Na Síria, mergulha na barbárie a guerra civil entre o regime secular, que se diz guardião da laicidade e das minorias, e insurgentes sob crescente influência jihadista.

Centenas de civis, incluindo mulheres e crianças, foram massacrados na semana passada num suposto ataque com armas químicas perto de Damasco. Os dois lados se acusam pelo episódio.

A Tunísia, de onde partiu o levante regional, tem um governo religioso eleito, mas acuado entre classe média liberal hostil à islamização e ultrarradicais que já mataram dois opositores seculares.

Na vizinha Líbia, a autoridade parlamentar eleita está paralisada entre centristas e adeptos da lei islâmica, criando tensão que se acirra por disputas tribais e étnicas.
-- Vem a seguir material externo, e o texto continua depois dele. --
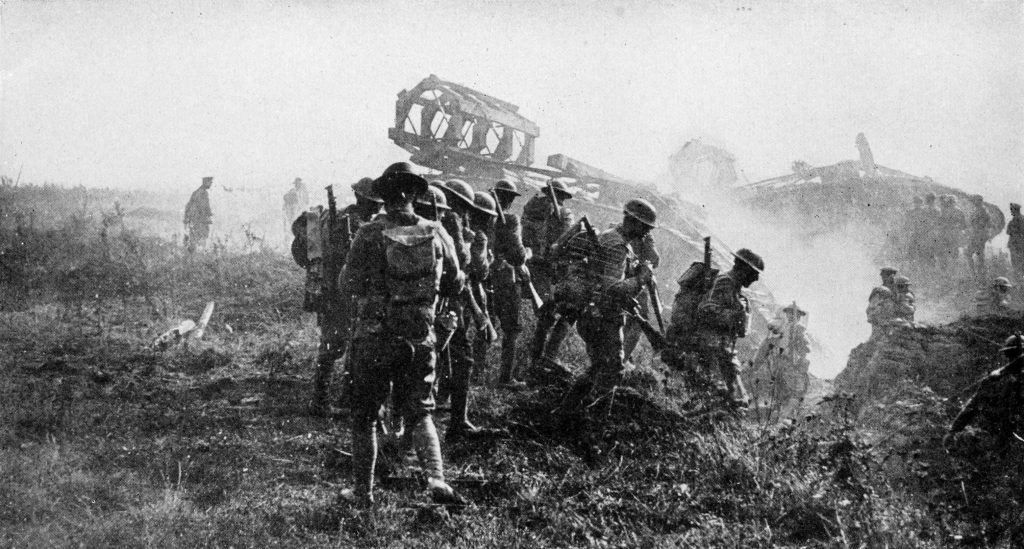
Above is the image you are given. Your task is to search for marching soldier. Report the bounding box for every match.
[522,178,575,367]
[623,233,662,363]
[867,267,897,340]
[942,333,1024,448]
[307,177,383,416]
[490,180,529,387]
[1007,203,1024,284]
[340,162,465,504]
[184,177,213,252]
[438,179,494,440]
[696,248,765,407]
[567,199,657,405]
Tunisianos e líbios até hoje não conseguiram costurar uma nova Constituição.

Em todos os países atingidos pela onda revolucionária, a instabilidade derruba a economia, gerando miséria, desemprego e inflação.
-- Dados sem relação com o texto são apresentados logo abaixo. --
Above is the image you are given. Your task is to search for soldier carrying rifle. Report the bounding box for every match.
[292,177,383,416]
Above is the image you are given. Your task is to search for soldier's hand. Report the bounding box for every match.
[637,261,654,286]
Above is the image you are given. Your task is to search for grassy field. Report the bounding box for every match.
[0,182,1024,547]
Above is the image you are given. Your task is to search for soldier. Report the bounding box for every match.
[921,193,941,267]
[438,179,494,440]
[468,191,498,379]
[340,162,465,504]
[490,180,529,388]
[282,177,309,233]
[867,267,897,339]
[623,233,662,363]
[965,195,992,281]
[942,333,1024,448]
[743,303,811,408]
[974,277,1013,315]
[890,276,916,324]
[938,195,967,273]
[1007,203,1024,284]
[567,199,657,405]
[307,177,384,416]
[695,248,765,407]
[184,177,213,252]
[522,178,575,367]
"A turbulência se deve ao fato de forças rivais estarem aprendendo a lidar umas com as outras num ambiente [...] novo para elas", diz Rami Khouri, da Universidade Americana de Beirute.

Após o fim da colonização, na metade do século 20, governos autocratas se instalaram em quase todos os países árabes. Os principais opositores das ditaduras eram os islamitas, amplamente populares graças à assistência social e à retórica antirregime.
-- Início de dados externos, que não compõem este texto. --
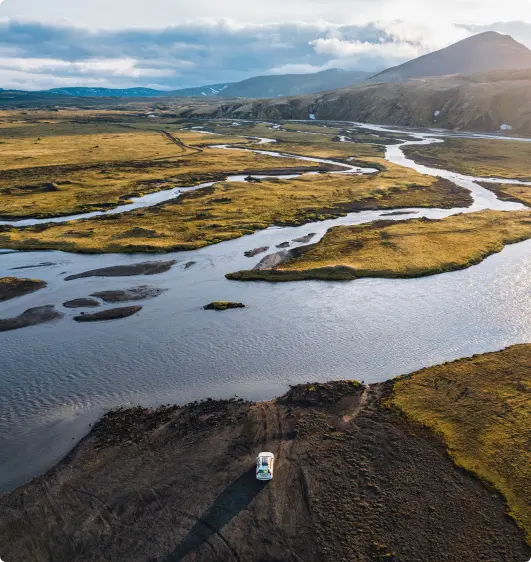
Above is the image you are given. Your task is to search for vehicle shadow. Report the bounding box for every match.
[166,466,267,562]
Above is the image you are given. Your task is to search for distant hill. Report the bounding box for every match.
[49,87,162,98]
[370,31,531,82]
[167,68,371,98]
[0,68,371,101]
[172,69,531,134]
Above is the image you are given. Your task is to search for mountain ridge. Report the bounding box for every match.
[368,31,531,82]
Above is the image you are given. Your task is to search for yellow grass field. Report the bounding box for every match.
[404,139,531,180]
[391,344,531,543]
[228,211,531,281]
[0,160,471,252]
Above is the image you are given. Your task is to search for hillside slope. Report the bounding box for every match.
[0,376,530,562]
[371,31,531,82]
[168,68,370,98]
[176,70,531,133]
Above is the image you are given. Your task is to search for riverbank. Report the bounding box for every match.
[230,211,531,281]
[0,346,531,562]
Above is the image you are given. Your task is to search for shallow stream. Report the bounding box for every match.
[0,121,531,490]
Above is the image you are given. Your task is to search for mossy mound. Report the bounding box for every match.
[203,301,245,310]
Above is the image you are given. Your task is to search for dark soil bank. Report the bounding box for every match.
[63,299,100,308]
[0,304,63,332]
[74,306,142,322]
[0,277,46,302]
[65,260,177,281]
[90,285,167,302]
[0,381,531,562]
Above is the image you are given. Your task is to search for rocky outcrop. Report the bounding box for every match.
[0,304,63,332]
[63,298,100,308]
[203,301,245,310]
[0,277,46,302]
[74,306,142,322]
[90,285,167,302]
[65,260,177,281]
Embora não tenham deflagrado os levantes, protagonizados em sua maioria pela classe média, islamitas aproveitaram a capacidade de mobilização para se firmar no pós-revoltas. Ao chegar ao poder, porém, líderes islâmicos adotaram agendas conservadoras, que geraram uma ampla rejeição popular.

"Eles priorizaram a islamização da sociedade em vez de focar numa abordagem inclusiva e no desenvolvimento", critica Nassif Hitti, diplomata da Liga Árabe.

Hitti apoia a tomada de poder pelos militares no Egito e afirma que os protestos contra o governo islamita refletem a "legitimidade das ruas num ambiente sem democracias estabelecidas."

Youssef Belal, da Universidade Berkeley, discorda e condena os liberais por tentar minar o caminho dos islamitas. "O fato de o golpe no Egito ser aprovado pelos seculares é muito perigoso."

Belal cita o que ocorreu na Argélia, em 1991, quando militares impediram islamitas de ganhar a eleição parlamentar, deflagrando uma década de guerra civil.

Segundo Belal, o Exército egípcio poderia ter acomodado os islamitas, pavimentando um caminho para coexistência pacífica entre religiosos e segmentos ocidentalizados, como no Marrocos.

"A única solução é um acordo político", afirma, citando o processo em andamento na Tunísia. "Os islamitas no governo mudaram de atitude e adotaram uma linha conciliatória, aberta a um gabinete de união nacional."

Todas as pessoas ouvidas pela Folha admitem, porém, que a instabilidade deve se prolongar, sob olhar impotente do Ocidente, desconfortável com os islamitas mas sem disposição para se alinhar aos liberais.

"Revoluções são processos lentos. A francesa durou cem anos", diz Moisi.